Dawn Reader

Dawn Reader
from Open Door Coffee Co.; Hudson, OH; Oct. 26, 2016

Friday, March 2, 2012

"Words, words, words ...."

I taught Shakespeare for years with my students, and the past few years, I used to begin it all by having them write about their own experiences with the Bard.  The experiences ranged from "not much" to "too much."  The affect ranged from "He's the greatest" to "I wish his mother had been barren."

But most of the students knew that he was, well, important, and most felt sort of proud of themselves after wading with me through The Taming of the Shrew, Much Ado about Nothing, or Hamlet, the three plays I taught most frequently.  There were always those who remained unconvinced, however, and their initial essays sprayed sparks of resentment, even rancor.

One student wrote one complaint (a complaint I heard quite a few times in my career): "Why did Shakespeare get to make up all those words but if we do it, we get in trouble!?"

Yes, Shakespeare did make up a lot of words--the OED credits him for the first published use of quite a few (though it's hard to know if he was just one of the first to write down a word that others were already using).

My reply to this complaint was always the patient (?!?) observation that we make up words all the time.  There are, of course, those technical terms that emerge continuously (turn-signal, flat-screen, USB, Twitter) and all sorts of other words and phrases (Hogwarts and Levis and Chipotle), and on and on and on.  I've told my students that if Shakespeare were to suddenly appear at their lunch table and listen in, he would not understand a thing they said. He would not recognize most things he saw, smelled, heard (what would he find to rhyme with Muzak?).  That's just cultural ignorance on his part--just as it is on ours when we come across a wild passage like this one from Shrew that deals with clothing and clutter and all things equine--told in terms the vast majority of us just don't any longer know:

Why, Petruchio is coming in a new hat and an old
jerkin, a pair of old breeches thrice turned, a pair
of boots that have been candle-cases, one buckled,
another laced, an old rusty sword ta'en out of the
town-armory, with a broken hilt, and chapeless;
with two broken points: his horse hipped with an
old mothy saddle and stirrups of no kindred;
besides, possessed with the glanders and like to mose
in the chine; troubled with the lampass, infected
with the fashions, full of wingdalls, sped with
spavins, rayed with yellows, past cure of the fives,
stark spoiled with the staggers, begnawn with the
bots, swayed in the back and shoulder-shotten;
near-legged before and with, a half-chequed bit
and a head-stall of sheeps leather which, being
restrained to keep him from stumbling, hath been
often burst and now repaired with knots; one girth
six time pieced and a woman's crupper of velure,
which hath two letters for her name fairly set down
in studs, and here and there pieced with packthread."

I don't know anyone who could read that without a glossary--certainly not I.  But here's the message: Just as Shakespeare would have to learn about Angry Birds in order to talk with us; so we must learn his language, learn his world, to listen to him.

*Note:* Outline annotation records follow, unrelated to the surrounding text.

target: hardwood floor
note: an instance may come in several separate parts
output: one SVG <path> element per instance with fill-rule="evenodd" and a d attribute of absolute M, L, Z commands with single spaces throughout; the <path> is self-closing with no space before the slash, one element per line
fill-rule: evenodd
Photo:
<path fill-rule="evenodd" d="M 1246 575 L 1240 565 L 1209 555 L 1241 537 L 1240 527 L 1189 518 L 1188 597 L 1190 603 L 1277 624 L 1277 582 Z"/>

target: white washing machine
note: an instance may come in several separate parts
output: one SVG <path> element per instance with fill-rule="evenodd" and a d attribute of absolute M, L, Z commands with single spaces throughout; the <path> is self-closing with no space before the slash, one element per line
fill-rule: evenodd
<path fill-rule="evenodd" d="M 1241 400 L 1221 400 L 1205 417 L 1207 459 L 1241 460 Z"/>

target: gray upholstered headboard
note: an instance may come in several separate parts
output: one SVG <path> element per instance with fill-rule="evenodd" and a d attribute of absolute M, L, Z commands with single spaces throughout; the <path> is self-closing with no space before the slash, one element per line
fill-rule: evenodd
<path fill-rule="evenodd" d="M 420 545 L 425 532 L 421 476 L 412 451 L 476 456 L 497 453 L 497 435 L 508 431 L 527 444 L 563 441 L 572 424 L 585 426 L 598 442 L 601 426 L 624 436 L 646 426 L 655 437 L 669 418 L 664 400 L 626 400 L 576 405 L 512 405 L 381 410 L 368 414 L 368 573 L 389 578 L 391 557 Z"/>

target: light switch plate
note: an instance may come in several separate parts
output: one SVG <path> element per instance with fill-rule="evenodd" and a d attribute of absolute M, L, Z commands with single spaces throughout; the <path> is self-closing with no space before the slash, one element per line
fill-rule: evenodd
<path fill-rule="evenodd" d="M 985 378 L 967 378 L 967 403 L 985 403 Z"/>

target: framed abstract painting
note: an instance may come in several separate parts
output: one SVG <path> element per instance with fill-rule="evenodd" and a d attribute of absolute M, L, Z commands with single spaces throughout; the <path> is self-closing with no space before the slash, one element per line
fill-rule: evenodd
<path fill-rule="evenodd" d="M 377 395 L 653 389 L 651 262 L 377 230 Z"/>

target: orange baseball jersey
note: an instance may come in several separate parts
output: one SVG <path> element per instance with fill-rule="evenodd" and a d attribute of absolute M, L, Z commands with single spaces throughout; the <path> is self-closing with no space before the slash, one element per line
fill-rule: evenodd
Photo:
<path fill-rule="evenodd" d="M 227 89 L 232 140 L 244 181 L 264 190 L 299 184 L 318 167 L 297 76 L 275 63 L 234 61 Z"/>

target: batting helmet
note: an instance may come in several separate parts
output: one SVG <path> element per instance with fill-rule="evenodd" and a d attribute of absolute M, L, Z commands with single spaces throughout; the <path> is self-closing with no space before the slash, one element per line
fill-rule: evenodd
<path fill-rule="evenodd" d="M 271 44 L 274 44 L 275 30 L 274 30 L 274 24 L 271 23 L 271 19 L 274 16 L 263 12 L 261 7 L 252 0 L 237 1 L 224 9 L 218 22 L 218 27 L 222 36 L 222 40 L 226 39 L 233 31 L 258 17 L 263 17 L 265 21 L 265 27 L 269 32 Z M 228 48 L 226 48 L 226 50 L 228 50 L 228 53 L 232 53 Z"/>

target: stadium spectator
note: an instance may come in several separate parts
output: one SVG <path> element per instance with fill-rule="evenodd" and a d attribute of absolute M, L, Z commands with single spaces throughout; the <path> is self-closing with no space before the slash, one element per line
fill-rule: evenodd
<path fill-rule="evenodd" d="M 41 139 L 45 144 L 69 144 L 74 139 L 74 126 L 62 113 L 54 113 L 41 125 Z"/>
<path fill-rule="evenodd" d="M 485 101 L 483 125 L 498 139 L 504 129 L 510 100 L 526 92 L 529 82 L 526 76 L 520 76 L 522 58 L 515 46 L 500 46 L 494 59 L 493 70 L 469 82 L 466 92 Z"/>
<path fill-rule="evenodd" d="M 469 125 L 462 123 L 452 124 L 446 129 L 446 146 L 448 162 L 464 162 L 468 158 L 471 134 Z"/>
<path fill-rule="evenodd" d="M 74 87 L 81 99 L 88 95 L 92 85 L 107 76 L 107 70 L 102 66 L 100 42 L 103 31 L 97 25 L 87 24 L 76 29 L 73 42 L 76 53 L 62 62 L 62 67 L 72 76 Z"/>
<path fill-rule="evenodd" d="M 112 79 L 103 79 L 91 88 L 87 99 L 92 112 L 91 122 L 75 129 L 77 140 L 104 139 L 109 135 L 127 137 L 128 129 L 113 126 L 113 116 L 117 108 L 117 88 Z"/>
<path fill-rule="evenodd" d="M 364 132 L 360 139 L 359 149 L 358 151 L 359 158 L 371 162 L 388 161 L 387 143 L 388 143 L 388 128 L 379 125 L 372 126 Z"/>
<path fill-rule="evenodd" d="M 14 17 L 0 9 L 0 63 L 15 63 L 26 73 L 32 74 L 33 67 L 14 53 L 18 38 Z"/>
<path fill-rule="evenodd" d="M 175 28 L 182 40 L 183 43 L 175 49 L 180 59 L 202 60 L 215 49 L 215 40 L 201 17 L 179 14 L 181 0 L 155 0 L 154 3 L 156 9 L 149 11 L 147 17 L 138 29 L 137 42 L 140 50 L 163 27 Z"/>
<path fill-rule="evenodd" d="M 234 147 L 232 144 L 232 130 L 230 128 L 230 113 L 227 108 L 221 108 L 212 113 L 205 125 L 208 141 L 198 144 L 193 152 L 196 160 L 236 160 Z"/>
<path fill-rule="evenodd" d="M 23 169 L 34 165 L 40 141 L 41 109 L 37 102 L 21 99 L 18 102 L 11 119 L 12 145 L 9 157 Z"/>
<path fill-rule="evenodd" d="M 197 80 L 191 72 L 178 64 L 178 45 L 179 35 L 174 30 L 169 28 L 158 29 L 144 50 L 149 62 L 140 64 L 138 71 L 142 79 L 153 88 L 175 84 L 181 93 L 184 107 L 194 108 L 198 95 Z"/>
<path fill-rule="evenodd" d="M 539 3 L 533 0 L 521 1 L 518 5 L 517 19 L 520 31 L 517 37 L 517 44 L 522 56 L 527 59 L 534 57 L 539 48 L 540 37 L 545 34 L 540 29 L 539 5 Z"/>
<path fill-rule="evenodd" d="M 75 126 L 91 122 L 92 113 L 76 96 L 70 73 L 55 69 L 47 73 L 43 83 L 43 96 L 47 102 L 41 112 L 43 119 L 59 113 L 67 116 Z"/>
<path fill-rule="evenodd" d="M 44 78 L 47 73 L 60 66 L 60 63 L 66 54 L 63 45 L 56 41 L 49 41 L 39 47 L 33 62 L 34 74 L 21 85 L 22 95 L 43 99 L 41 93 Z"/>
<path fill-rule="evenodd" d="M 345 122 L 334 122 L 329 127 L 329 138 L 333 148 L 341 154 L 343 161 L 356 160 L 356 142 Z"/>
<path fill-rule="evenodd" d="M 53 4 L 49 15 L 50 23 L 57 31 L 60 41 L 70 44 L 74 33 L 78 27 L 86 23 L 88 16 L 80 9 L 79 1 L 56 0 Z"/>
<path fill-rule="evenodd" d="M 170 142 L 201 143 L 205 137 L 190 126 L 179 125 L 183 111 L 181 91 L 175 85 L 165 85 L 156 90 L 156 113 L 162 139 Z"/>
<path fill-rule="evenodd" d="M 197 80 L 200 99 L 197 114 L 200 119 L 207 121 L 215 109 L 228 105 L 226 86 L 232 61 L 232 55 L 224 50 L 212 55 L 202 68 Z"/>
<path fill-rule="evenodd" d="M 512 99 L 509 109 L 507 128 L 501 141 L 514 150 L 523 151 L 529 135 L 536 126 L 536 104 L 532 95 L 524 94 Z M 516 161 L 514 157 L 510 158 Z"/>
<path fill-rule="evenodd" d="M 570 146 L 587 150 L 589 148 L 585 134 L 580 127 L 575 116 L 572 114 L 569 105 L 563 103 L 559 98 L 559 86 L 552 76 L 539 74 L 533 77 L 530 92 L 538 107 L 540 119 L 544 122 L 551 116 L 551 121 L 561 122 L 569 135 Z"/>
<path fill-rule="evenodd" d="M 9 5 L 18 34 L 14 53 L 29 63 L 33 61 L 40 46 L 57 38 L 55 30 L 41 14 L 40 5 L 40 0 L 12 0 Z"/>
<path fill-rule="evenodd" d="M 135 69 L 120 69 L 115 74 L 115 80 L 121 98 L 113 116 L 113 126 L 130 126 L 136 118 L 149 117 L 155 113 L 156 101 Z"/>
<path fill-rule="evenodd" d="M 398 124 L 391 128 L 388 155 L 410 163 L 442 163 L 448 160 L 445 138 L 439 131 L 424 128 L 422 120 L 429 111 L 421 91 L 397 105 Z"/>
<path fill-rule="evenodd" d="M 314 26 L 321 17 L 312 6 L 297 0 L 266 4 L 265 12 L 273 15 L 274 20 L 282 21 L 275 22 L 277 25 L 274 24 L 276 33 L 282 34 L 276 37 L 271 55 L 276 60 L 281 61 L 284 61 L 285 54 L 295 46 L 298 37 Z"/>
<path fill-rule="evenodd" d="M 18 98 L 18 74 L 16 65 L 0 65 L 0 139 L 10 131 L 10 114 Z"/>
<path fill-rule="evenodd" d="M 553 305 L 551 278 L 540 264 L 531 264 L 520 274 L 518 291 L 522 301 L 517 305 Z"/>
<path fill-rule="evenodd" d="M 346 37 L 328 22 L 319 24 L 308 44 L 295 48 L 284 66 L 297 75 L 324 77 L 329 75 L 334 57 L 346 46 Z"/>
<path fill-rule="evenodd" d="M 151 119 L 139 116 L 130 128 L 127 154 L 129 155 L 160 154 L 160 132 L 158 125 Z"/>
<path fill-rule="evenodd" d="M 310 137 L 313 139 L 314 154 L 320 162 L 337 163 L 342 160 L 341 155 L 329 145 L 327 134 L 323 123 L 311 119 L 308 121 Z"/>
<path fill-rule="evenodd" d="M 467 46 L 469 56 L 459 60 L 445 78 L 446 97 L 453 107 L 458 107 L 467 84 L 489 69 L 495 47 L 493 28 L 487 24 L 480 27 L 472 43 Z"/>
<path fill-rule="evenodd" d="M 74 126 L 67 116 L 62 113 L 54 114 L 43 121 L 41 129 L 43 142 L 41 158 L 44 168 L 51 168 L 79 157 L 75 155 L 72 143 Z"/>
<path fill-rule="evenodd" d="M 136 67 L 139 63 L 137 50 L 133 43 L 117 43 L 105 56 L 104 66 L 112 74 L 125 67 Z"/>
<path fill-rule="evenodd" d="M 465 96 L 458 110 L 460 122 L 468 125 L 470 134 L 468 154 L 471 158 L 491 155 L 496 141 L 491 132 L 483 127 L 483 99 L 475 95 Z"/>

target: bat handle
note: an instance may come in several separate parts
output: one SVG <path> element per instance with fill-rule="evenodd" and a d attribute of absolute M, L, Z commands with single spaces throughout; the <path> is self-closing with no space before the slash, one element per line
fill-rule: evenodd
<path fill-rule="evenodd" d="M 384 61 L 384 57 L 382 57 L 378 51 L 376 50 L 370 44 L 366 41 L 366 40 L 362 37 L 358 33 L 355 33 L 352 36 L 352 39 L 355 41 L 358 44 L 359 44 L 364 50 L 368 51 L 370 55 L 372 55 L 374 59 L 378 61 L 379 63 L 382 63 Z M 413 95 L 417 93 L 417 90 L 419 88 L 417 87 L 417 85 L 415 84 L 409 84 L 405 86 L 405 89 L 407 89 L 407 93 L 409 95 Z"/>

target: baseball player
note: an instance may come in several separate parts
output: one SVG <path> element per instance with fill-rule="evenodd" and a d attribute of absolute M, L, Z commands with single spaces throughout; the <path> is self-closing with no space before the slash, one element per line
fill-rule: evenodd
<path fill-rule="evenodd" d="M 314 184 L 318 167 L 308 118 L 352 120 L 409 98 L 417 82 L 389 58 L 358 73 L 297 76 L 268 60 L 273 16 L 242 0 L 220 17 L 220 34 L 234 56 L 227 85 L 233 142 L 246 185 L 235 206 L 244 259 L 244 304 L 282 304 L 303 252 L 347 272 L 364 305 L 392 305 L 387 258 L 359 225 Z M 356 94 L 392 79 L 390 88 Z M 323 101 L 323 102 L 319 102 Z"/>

Which leads me to this: The other day, I was standing at the health club counter, about to leave, when I heard one of the attendants talking with a young man who was apparently studying criminology somewhere.  She asked him, "Do you have to learn lots of forensicky stuff?"

She'd just made up a word.  She knew what it meant; the guy knew what it meant; I knew what it meant.  (Oh, our agile language!)  Not that I think forensicky will catch on soon, but we often manufacture words for all sort of purposes and in all sorts of ways ("You are so abso-freakin-lutely wrong!").

All of which brings me back to Shakespeare and Shrew.  During the big battle between Katherine and Petruchio--a battle more of words than anything else--a weary Kate looks at him and asks, "Where did you study all this goodly speech?"

And Petruchio replies: "It is extempore, from my mother-wit."

In other words: I made it up.  Just as Shakespeare did.  Just as the rest of us do.